“Poor little cat,” said Rand, leaning closer. His breath rustled Jamie’s hair. He brushed his lips against her temple and for one impetuous moment, she gave up the fight and allowed herself to fully relax against him.
They both sighed softly.
The rain fell harder, and the wind whipped cold droplets on them and the kitten, making it shiver. “We’d better get him inside.” Jamie forced herself to move swiftly from Rand. But she couldn’t stop herself from turning her head, to see if he was following her.
He was, and she began to tremble all over again.
“Let’s take a good look at this little guy,” Rand said, as they stood in the vestibule of the library. He reached over to pet the cat. It was coal black with yellow eyes and four white paws. “It looks like he’s wearing high-topped sneakers,” he observed dryly.
“That’s a good name for him—Sneakers.” Jamie caught her breath as Rand slipped his thumb beneath her hand to glide over her palm while his other four fingers continued to stroke the cat.
“That’s too generic. And there’s nothing generic about this kitten. He’s a designer cat, no doubt about it. He needs a brand name...Reebok.” Rand’s thumb continued to make suggestive forays from her wrist to her palm.

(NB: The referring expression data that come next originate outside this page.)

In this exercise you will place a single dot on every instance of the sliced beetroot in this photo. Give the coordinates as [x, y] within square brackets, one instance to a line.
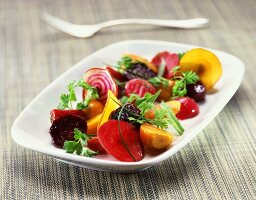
[124, 144]
[139, 87]
[188, 108]
[94, 144]
[62, 129]
[56, 113]
[102, 80]
[171, 60]
[116, 75]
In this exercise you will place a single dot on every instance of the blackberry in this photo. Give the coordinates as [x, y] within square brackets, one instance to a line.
[139, 70]
[129, 110]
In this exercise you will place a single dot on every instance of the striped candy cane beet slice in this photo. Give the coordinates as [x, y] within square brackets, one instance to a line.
[102, 80]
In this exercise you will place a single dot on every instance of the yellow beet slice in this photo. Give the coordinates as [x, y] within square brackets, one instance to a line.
[142, 60]
[92, 124]
[154, 138]
[111, 105]
[204, 63]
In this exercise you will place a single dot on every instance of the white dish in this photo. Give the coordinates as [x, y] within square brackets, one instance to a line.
[31, 128]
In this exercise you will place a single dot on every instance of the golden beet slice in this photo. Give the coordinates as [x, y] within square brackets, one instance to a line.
[204, 63]
[154, 138]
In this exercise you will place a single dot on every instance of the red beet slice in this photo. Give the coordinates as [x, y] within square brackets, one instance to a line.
[116, 75]
[56, 113]
[94, 144]
[62, 129]
[124, 145]
[139, 87]
[171, 60]
[188, 109]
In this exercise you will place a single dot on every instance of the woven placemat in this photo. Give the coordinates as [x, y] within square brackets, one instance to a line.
[218, 164]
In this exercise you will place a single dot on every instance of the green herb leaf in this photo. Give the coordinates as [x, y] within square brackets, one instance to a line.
[161, 68]
[158, 81]
[180, 55]
[78, 146]
[162, 117]
[124, 62]
[64, 102]
[67, 99]
[172, 118]
[181, 81]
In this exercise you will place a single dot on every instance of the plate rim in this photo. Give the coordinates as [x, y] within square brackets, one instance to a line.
[152, 161]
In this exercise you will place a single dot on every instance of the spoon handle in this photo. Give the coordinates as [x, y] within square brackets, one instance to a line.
[184, 23]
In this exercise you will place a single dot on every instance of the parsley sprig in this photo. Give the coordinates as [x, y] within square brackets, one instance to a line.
[124, 62]
[78, 146]
[163, 117]
[182, 79]
[66, 100]
[159, 81]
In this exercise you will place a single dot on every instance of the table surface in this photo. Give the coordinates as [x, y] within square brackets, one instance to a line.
[220, 163]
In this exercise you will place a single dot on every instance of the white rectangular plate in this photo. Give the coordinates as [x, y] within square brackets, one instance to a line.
[31, 128]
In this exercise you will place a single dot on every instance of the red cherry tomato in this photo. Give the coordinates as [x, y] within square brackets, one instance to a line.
[121, 140]
[188, 109]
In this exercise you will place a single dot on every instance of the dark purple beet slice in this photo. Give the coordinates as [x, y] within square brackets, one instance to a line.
[62, 129]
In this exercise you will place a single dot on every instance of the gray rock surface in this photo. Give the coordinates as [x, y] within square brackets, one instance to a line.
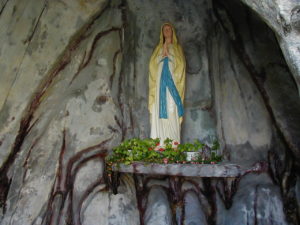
[74, 84]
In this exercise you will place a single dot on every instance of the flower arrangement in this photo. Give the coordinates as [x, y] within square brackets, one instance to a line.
[150, 151]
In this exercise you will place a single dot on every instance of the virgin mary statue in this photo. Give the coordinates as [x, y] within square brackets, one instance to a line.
[166, 86]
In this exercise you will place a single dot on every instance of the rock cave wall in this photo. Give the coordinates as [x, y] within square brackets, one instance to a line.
[74, 85]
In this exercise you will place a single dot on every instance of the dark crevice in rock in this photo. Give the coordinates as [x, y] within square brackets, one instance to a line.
[84, 62]
[25, 124]
[3, 7]
[287, 136]
[237, 43]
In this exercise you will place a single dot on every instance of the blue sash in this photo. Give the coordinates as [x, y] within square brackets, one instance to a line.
[166, 81]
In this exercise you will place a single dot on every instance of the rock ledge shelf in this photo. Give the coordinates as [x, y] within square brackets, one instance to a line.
[192, 170]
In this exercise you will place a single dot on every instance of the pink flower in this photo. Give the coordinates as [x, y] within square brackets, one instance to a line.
[161, 149]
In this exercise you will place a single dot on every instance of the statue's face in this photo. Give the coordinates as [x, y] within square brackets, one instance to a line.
[167, 31]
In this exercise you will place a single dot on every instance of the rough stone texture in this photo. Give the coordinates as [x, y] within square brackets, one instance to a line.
[256, 202]
[74, 84]
[159, 211]
[194, 214]
[191, 170]
[283, 17]
[51, 148]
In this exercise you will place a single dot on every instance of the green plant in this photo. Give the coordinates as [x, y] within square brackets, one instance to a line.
[150, 151]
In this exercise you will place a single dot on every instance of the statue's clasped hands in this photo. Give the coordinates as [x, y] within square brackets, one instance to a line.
[165, 50]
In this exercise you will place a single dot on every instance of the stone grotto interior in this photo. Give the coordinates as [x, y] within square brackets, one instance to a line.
[74, 84]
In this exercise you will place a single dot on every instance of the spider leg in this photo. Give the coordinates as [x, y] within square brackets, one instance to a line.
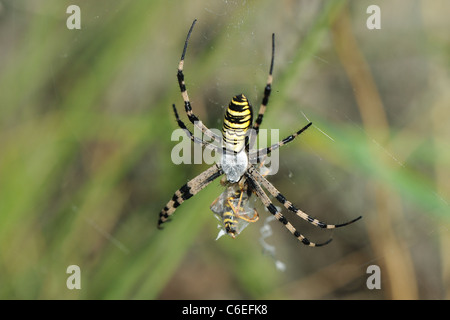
[187, 104]
[256, 187]
[191, 136]
[267, 91]
[258, 154]
[288, 205]
[189, 190]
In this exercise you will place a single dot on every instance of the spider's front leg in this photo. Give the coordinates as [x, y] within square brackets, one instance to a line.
[189, 190]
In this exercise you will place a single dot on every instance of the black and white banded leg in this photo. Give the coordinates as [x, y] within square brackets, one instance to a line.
[288, 205]
[187, 104]
[189, 190]
[191, 136]
[255, 156]
[267, 91]
[256, 187]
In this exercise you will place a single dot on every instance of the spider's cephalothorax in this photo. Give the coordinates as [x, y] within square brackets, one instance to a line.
[238, 163]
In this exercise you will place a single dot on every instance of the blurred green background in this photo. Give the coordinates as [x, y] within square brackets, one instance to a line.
[85, 146]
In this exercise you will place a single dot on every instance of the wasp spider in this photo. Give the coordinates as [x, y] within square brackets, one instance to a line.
[238, 162]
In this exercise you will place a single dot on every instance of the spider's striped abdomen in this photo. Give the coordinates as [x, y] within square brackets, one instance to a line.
[237, 121]
[230, 222]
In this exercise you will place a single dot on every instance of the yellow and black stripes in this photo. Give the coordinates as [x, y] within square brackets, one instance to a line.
[187, 191]
[230, 221]
[288, 205]
[238, 119]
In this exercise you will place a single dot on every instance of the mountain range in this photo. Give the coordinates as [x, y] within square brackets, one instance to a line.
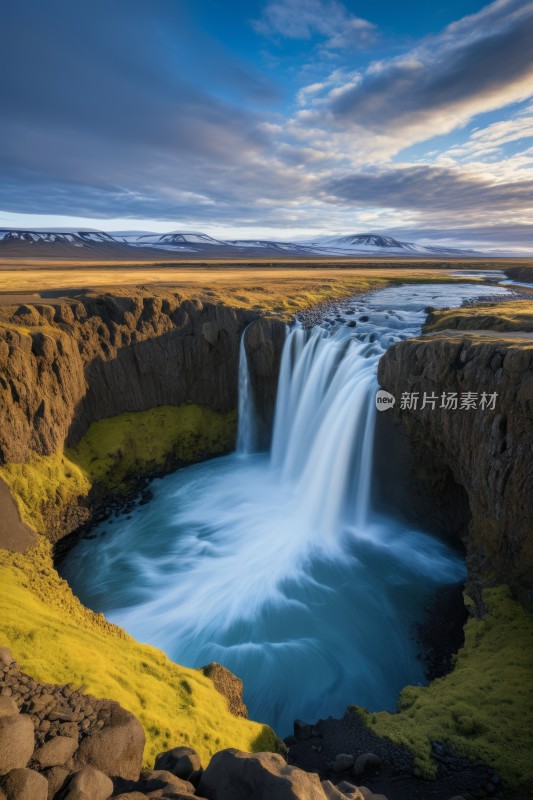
[86, 243]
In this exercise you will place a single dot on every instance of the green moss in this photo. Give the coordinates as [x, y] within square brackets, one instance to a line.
[484, 707]
[113, 454]
[56, 639]
[44, 483]
[117, 448]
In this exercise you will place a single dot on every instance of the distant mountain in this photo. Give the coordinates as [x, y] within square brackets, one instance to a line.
[87, 243]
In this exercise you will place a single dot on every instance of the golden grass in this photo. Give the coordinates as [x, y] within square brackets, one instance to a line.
[507, 317]
[55, 639]
[484, 707]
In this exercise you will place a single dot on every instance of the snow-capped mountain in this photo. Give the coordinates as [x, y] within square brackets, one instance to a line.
[191, 244]
[78, 238]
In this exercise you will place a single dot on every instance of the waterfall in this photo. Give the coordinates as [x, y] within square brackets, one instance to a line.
[247, 429]
[276, 564]
[324, 425]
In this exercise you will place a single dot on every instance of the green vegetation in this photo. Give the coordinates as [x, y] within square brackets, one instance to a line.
[113, 453]
[484, 707]
[56, 639]
[511, 316]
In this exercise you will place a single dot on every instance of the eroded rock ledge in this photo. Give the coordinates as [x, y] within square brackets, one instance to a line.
[67, 364]
[488, 452]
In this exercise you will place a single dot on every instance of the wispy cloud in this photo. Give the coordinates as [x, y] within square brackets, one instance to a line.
[305, 19]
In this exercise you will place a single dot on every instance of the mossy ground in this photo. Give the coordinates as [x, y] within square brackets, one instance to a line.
[484, 707]
[113, 453]
[57, 640]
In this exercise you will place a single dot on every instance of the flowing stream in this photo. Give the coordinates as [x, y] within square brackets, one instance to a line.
[276, 564]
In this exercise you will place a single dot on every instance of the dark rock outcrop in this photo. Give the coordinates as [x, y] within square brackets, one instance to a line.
[65, 365]
[487, 451]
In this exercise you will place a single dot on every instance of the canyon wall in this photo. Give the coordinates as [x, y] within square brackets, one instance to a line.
[67, 364]
[488, 452]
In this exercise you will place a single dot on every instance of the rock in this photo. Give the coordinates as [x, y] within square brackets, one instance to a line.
[302, 730]
[57, 778]
[25, 784]
[6, 659]
[351, 791]
[368, 762]
[228, 685]
[17, 742]
[116, 749]
[160, 779]
[8, 707]
[89, 782]
[55, 752]
[181, 761]
[232, 774]
[336, 793]
[343, 762]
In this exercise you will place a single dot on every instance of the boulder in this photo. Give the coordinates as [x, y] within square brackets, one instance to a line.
[89, 782]
[25, 784]
[57, 778]
[160, 779]
[181, 761]
[368, 762]
[228, 685]
[116, 749]
[232, 775]
[17, 742]
[55, 752]
[8, 707]
[343, 762]
[302, 730]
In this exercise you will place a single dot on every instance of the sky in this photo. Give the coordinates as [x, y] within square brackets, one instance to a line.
[280, 119]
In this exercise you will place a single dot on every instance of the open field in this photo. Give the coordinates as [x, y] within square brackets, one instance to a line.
[263, 286]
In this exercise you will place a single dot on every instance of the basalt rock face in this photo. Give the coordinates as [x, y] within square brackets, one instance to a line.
[67, 364]
[263, 342]
[486, 451]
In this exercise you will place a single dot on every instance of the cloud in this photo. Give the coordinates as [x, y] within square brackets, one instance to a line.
[480, 63]
[305, 19]
[432, 189]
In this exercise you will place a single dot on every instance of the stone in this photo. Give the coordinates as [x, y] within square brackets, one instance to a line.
[228, 685]
[351, 791]
[302, 730]
[367, 762]
[334, 792]
[160, 779]
[55, 752]
[57, 778]
[263, 776]
[8, 707]
[17, 742]
[25, 784]
[6, 659]
[181, 761]
[117, 749]
[343, 762]
[89, 782]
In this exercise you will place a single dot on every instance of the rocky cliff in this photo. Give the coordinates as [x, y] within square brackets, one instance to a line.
[487, 451]
[67, 364]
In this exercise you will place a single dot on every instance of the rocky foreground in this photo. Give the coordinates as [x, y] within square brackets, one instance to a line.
[57, 743]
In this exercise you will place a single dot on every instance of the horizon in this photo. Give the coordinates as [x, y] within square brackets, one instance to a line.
[275, 119]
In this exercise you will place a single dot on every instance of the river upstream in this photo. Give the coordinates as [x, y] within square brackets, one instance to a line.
[276, 564]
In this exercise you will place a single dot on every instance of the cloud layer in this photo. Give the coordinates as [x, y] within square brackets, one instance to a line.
[131, 110]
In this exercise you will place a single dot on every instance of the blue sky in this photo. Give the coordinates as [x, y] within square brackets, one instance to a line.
[279, 118]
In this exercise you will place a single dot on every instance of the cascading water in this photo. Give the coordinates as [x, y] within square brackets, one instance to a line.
[246, 436]
[276, 564]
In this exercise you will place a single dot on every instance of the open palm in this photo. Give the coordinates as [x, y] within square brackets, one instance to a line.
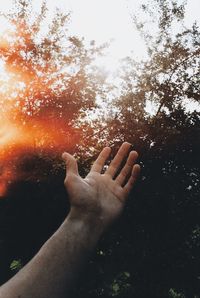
[101, 195]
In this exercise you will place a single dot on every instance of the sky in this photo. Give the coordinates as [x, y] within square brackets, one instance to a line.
[106, 20]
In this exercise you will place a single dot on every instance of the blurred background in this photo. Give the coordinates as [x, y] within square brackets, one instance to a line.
[76, 76]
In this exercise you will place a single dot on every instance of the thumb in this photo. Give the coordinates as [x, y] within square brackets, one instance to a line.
[71, 163]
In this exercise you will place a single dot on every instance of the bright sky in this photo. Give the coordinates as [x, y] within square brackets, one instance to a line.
[105, 20]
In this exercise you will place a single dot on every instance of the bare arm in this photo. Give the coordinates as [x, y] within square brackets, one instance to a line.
[95, 202]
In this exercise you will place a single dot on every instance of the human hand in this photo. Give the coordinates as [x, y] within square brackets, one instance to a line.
[99, 197]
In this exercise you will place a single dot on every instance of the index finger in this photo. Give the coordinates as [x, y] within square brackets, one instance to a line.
[116, 162]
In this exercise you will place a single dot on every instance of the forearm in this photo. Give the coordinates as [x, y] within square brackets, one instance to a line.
[52, 272]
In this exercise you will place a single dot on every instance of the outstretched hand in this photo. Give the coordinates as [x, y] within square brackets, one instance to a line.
[101, 196]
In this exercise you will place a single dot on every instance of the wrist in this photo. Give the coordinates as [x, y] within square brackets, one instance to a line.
[87, 220]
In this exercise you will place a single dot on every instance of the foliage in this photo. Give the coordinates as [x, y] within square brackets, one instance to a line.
[153, 250]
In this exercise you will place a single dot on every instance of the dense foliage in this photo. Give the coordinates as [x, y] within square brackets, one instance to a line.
[153, 251]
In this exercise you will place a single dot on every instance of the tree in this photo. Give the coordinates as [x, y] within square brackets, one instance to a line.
[48, 86]
[160, 246]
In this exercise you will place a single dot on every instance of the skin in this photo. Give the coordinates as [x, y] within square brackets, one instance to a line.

She raised her eyes to his. The sexual tension hummed between them.
“Jamie, come home with me tonight,” he said huskily. Her heart seemed to lurch to a stop, then start again at breakneck speed. “No.”
“You need to broaden your vocabulary.” His lips curved into a wickedly beguiling smile. “You make too much use of the word no. Say yes, Jamie. You know you want to.” Had Eve and the serpent had a similar conversation concerning a certain piece of fruit? Jamie gulped. “I don’t.” “You do,” he said silkily. “And you will.”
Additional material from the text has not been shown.